Beginning, Monday, September 21, Butte-Silver Bow Water Division Crews will begin flushing water lines via fire hydrants throughout Butte-Silver Bow. This process is part of a routine maintenance program necessary to maintain the integrity of the water system allowing for the continued delivery of the highest quality water possible to our customers.
Due to the line flushing process, residents in the immediate vicinity of the work may experience temporary discoloration of their water. This discoloration consists primarily of harmless silt and air and does not affect the safety of the water. If you experience discoloration in your water after crews have been flushing in your neighborhood, clear the pipes in your home by running all water faucets, primarily outside hoses for a few minutes.
The same philosophy of preventive water line maintenance is one that you should conduct in your own home to ensure your home’s water quality. Your home’s water heater should be drained and flushed on a regular basis, according to manufacturers’ recommendations, to keep it working effectively and efficiently.
For questions of concerns, please contact Butte-Silver Water Division Manager, Brian Wilkins at (406) 497-6515 or firstname.lastname@example.org .
FREQUENTLY ASKED QUESTIONS RELATED TO WATER LINE FLUSHING:
Q: Why does the water system need to be routinely flushed?
A: The city’s water distribution system is a complex network of pipes and storage tanks where sediment or deposits may naturally accumulate over time. If not removed, these materials may cause water quality deterioration, taste and odor problems, or discoloration of the water. Water may also stagnate in lesser used parts of the distribution system. This can result in degraded water quality.
Q. When does flushing normal occur?
A. Normally, flushing takes place for approximately a one week period during early spring and early fall.
Q. Is the Water Division the only ones that flush the lines?
A. No, Fire Departments are required to flush hydrants when they are testing hydrants to make sure adequate flow and pressure is available.
Q. What should I do when I see city crews flushing hydrants in my area?
A. If you see a city crew flushing hydrants, PLEASE DRIVE CAREFULLY.
Q. What should I do after the flushing?
A. If the tap water is used during flushing, it could come out full of sediment and discoloration. If you encounter discolored water, shut the water off and wait several minutes. After waiting, check the clarity by running cold water for a few minutes allowing new water to work its way into your pipes. If not, wait a few more minutes and check again. In some cases, you may experience slight discoloration for a few hours. This discoloration only affects the appearance of the water; it does not affect the taste or water quality.
Q. What should I do if my water pressure or volume seems low after flushing?
A. Check your faucet and washer screens for trapped debris.
Q. Why does the water look funny after hydrant flushing?
A. When a hydrant is opened, there will always be temporary incidences of discolored water containing fine sediment particles. There is no health hazard associated with discolored water. Allow a few hours for discoloration to dissipate. To verify the water has settled, allow your cold water tap to run a few minutes. If the discoloration persists for more than twenty-four (24) hours, please contact our Water Division Shop at (406) 497-6540.
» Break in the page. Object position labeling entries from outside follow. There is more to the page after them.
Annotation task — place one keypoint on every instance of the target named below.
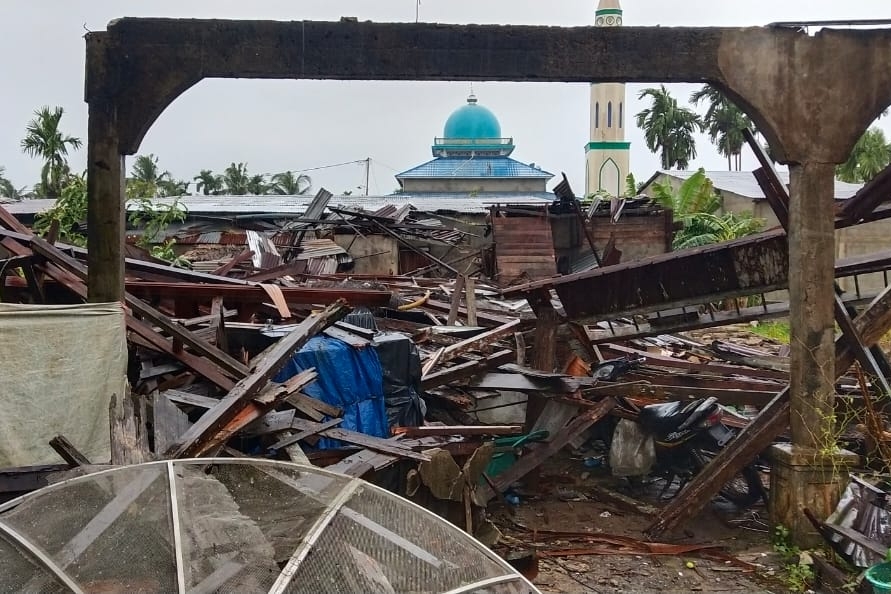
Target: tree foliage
(290, 184)
(724, 122)
(695, 205)
(70, 210)
(669, 128)
(44, 140)
(870, 155)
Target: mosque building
(473, 159)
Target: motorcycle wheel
(743, 490)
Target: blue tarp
(349, 378)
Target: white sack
(59, 366)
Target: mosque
(473, 158)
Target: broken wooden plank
(360, 439)
(268, 364)
(456, 301)
(168, 422)
(537, 453)
(234, 261)
(306, 404)
(68, 452)
(452, 351)
(871, 325)
(224, 361)
(466, 370)
(470, 300)
(521, 383)
(434, 430)
(292, 439)
(129, 439)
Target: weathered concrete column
(811, 297)
(105, 211)
(811, 472)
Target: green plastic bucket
(880, 578)
(502, 460)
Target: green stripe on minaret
(607, 146)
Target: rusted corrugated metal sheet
(524, 247)
(749, 266)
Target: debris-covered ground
(488, 405)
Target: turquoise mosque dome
(472, 121)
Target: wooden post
(470, 300)
(456, 301)
(105, 211)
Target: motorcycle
(684, 437)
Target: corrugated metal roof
(743, 183)
(297, 205)
(475, 167)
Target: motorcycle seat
(664, 418)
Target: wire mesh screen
(377, 544)
(18, 573)
(238, 525)
(116, 532)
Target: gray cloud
(281, 125)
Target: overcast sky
(297, 125)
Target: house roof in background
(297, 205)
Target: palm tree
(257, 185)
(869, 156)
(43, 139)
(669, 128)
(7, 189)
(145, 177)
(236, 179)
(173, 187)
(288, 184)
(724, 122)
(208, 183)
(695, 205)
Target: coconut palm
(289, 184)
(669, 128)
(869, 156)
(145, 177)
(173, 187)
(7, 189)
(236, 179)
(724, 122)
(44, 140)
(208, 183)
(695, 205)
(257, 185)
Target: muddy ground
(570, 497)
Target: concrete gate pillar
(802, 101)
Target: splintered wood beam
(224, 361)
(257, 408)
(537, 453)
(773, 419)
(466, 370)
(366, 441)
(195, 440)
(68, 452)
(452, 351)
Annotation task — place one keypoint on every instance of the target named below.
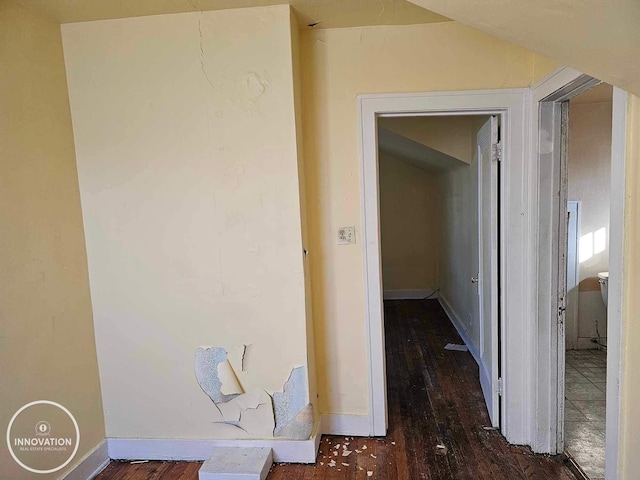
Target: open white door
(488, 164)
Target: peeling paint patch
(206, 368)
(288, 414)
(250, 413)
(301, 427)
(288, 404)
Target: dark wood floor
(434, 399)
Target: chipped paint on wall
(292, 401)
(286, 414)
(206, 367)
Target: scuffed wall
(185, 135)
(47, 348)
(459, 237)
(409, 225)
(589, 180)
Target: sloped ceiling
(598, 37)
(329, 13)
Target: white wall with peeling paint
(186, 143)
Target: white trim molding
(414, 294)
(90, 465)
(512, 105)
(457, 323)
(290, 451)
(347, 425)
(615, 320)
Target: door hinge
(496, 151)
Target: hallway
(434, 398)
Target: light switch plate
(346, 235)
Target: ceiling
(329, 13)
(415, 153)
(598, 37)
(598, 94)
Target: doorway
(439, 211)
(509, 108)
(567, 394)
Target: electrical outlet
(346, 235)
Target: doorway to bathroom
(579, 129)
(587, 171)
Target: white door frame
(573, 275)
(513, 106)
(548, 384)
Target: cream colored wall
(589, 173)
(630, 338)
(185, 134)
(597, 38)
(338, 65)
(47, 348)
(449, 135)
(409, 225)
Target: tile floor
(584, 418)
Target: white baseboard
(415, 294)
(90, 465)
(290, 451)
(347, 425)
(457, 323)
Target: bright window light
(586, 247)
(599, 240)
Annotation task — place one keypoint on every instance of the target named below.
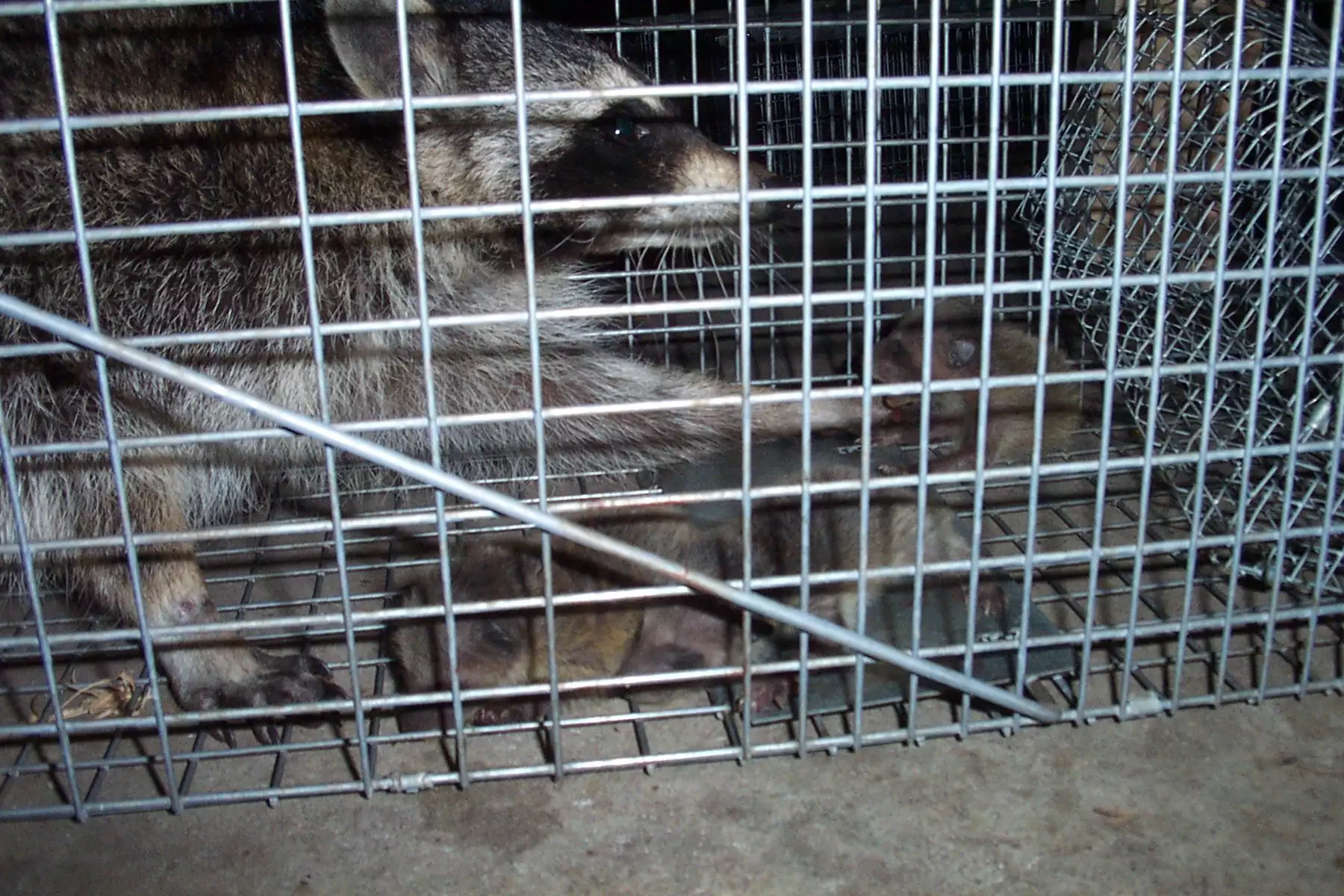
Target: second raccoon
(688, 633)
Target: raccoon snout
(762, 178)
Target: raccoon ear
(961, 352)
(363, 33)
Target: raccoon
(510, 649)
(253, 276)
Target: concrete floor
(1233, 801)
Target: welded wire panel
(1154, 188)
(1222, 121)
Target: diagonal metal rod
(119, 351)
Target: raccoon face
(577, 149)
(491, 650)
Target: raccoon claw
(504, 714)
(276, 682)
(768, 694)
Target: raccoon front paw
(250, 679)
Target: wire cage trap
(1112, 612)
(1269, 336)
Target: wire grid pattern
(1275, 225)
(1149, 633)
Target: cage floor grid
(295, 575)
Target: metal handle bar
(119, 351)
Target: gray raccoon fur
(218, 57)
(601, 642)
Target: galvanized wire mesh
(1142, 622)
(1234, 287)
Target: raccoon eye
(623, 128)
(497, 637)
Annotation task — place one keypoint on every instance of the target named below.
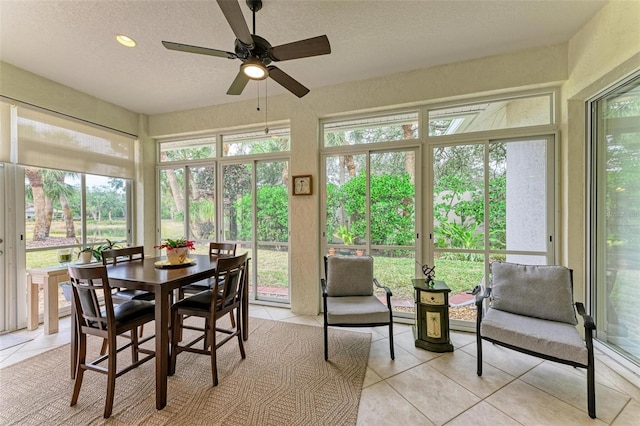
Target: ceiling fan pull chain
(258, 86)
(266, 122)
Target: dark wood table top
(147, 274)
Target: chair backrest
(540, 291)
(230, 276)
(86, 282)
(218, 249)
(126, 254)
(349, 275)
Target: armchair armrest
(589, 324)
(481, 296)
(386, 289)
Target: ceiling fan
(256, 53)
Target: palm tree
(34, 175)
(56, 188)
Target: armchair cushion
(540, 291)
(349, 276)
(356, 310)
(552, 338)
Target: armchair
(348, 299)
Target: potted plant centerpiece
(177, 250)
(85, 254)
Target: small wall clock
(302, 185)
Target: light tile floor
(426, 388)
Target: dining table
(155, 275)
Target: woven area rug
(283, 381)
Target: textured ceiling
(73, 42)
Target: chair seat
(196, 287)
(556, 339)
(127, 294)
(356, 310)
(198, 302)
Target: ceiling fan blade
(288, 82)
(302, 49)
(197, 49)
(238, 84)
(235, 18)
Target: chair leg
(176, 330)
(214, 363)
(82, 358)
(479, 353)
(239, 321)
(205, 342)
(326, 342)
(111, 376)
(134, 345)
(393, 354)
(591, 387)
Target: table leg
(32, 304)
(51, 306)
(74, 341)
(162, 346)
(245, 304)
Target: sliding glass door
(370, 208)
(492, 200)
(256, 216)
(4, 281)
(615, 218)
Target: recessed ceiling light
(126, 41)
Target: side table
(49, 278)
(431, 330)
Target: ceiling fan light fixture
(254, 70)
(125, 40)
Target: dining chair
(348, 298)
(215, 249)
(126, 254)
(107, 322)
(212, 305)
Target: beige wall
(602, 51)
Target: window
(235, 199)
(371, 129)
(67, 211)
(509, 113)
(615, 217)
(260, 142)
(190, 149)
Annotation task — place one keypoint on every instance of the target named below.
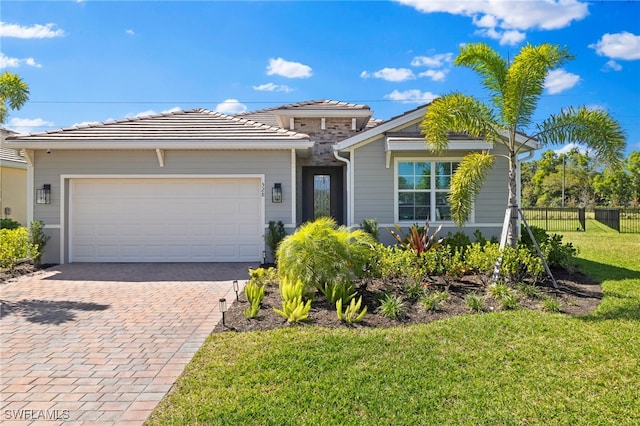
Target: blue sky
(88, 61)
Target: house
(13, 181)
(200, 186)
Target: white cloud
(390, 74)
(559, 80)
(7, 62)
(35, 31)
(29, 125)
(411, 96)
(622, 45)
(435, 75)
(288, 69)
(436, 61)
(499, 19)
(231, 107)
(270, 87)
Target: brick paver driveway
(103, 343)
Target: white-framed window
(421, 189)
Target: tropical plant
(514, 89)
(352, 313)
(319, 253)
(38, 240)
(13, 93)
(417, 239)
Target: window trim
(396, 206)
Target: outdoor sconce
(236, 288)
(276, 193)
(43, 195)
(222, 304)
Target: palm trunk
(514, 232)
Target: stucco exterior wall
(13, 191)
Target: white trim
(294, 188)
(396, 207)
(69, 177)
(160, 155)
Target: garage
(191, 219)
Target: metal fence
(556, 219)
(623, 220)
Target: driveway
(103, 343)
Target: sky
(92, 61)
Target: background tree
(515, 89)
(13, 93)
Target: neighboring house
(13, 181)
(202, 186)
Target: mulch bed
(577, 293)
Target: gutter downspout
(348, 186)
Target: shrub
(474, 302)
(371, 227)
(8, 223)
(255, 294)
(481, 259)
(338, 291)
(432, 301)
(318, 254)
(274, 235)
(294, 309)
(15, 246)
(392, 306)
(352, 313)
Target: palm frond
(457, 113)
(593, 128)
(466, 184)
(525, 81)
(488, 64)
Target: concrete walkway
(85, 344)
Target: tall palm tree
(13, 93)
(515, 89)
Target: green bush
(319, 253)
(15, 246)
(371, 227)
(8, 223)
(352, 313)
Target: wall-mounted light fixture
(276, 193)
(43, 195)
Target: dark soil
(577, 293)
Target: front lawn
(509, 367)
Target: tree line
(578, 179)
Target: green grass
(516, 367)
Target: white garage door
(166, 220)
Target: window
(422, 189)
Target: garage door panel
(159, 220)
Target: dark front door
(322, 193)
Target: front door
(322, 193)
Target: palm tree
(515, 89)
(13, 93)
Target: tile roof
(189, 125)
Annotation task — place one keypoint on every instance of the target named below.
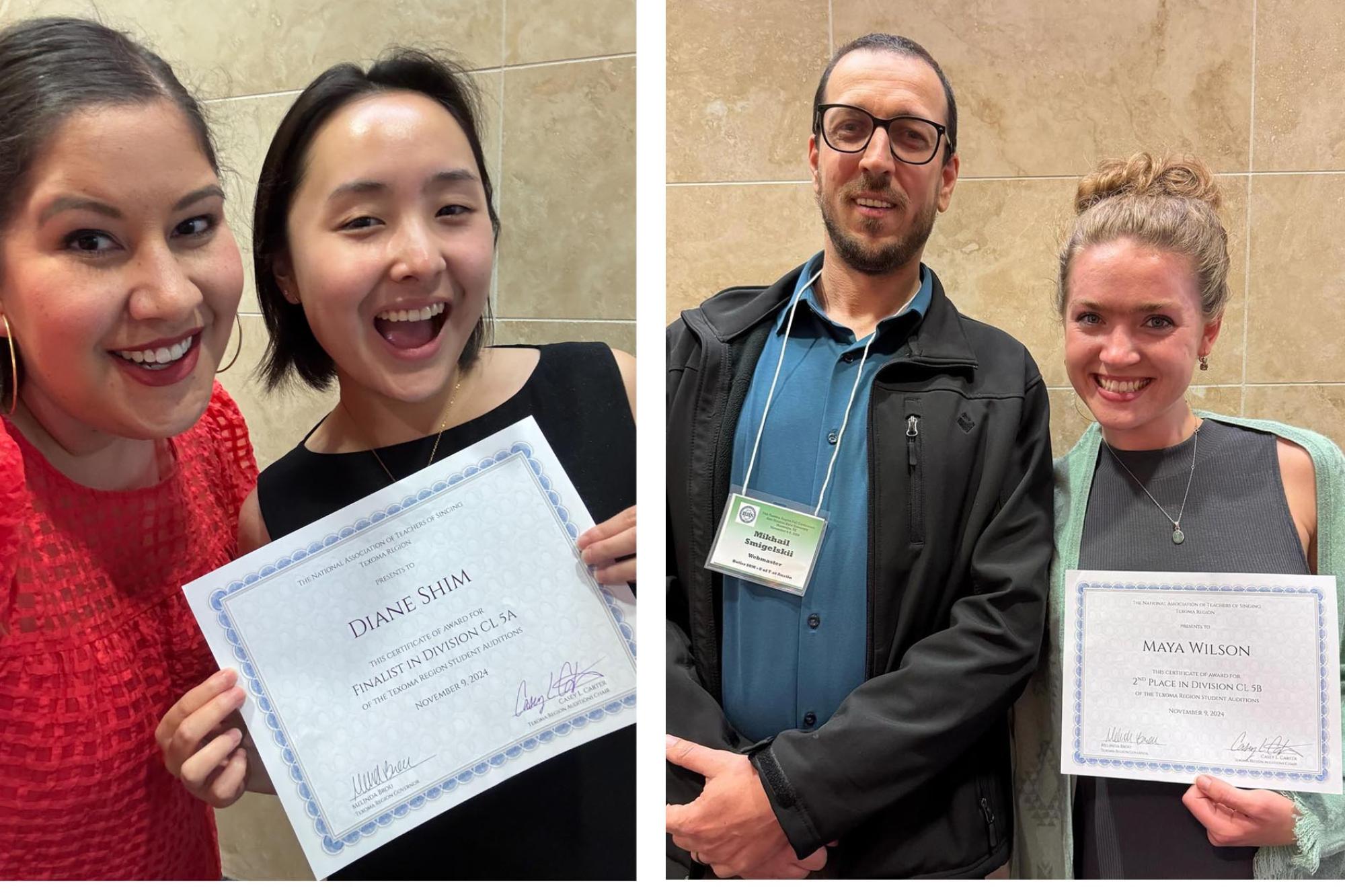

Q. Is it OK to drink sediment-laden or discolored water during temporary disturbance events?
A. It is recommended that water users wait until the water has cleared before using it for potable purposes.
Q. How is the flushing program related to hydrant testing by the fire departments?
A. The Butte Silver-Bow Fire Department, along with other fire departments supported by our water system, also conducts routine “flow testing” of fire hydrants. This is an important effort toward ensuring hydrant effectiveness for fire control purposes. Such testing is a separate effort independent from the Water Division flushing program and assists us with knowing if our fire hydrants are working properly.
Q. What is the silt in the water system after flushing?
A. Water contains minerals and these minerals react with the inside of the pipe to produce the by-product. This chemical reaction between the pipe and water is a normal and natural process. This process can occur on the inside of the pipe and prevent an adequate volume of water flow. The flushing process removes much of this by-product.
Q. What will happen if fire hydrants are turned on or off too quickly?
A. This will cause “water hammer”, which is a pressure surge or wave when water in motion is forced to stop or change direction suddenly. The pressure wave can cause major problems, from noise and vibrations to pipe collapse. In home plumbing, this is experienced as a loud bang resembling a hammering noise. Water Division and Fire Department Employees have received instruction on how to operate fire hydrant valves slowly to avoid water hammer.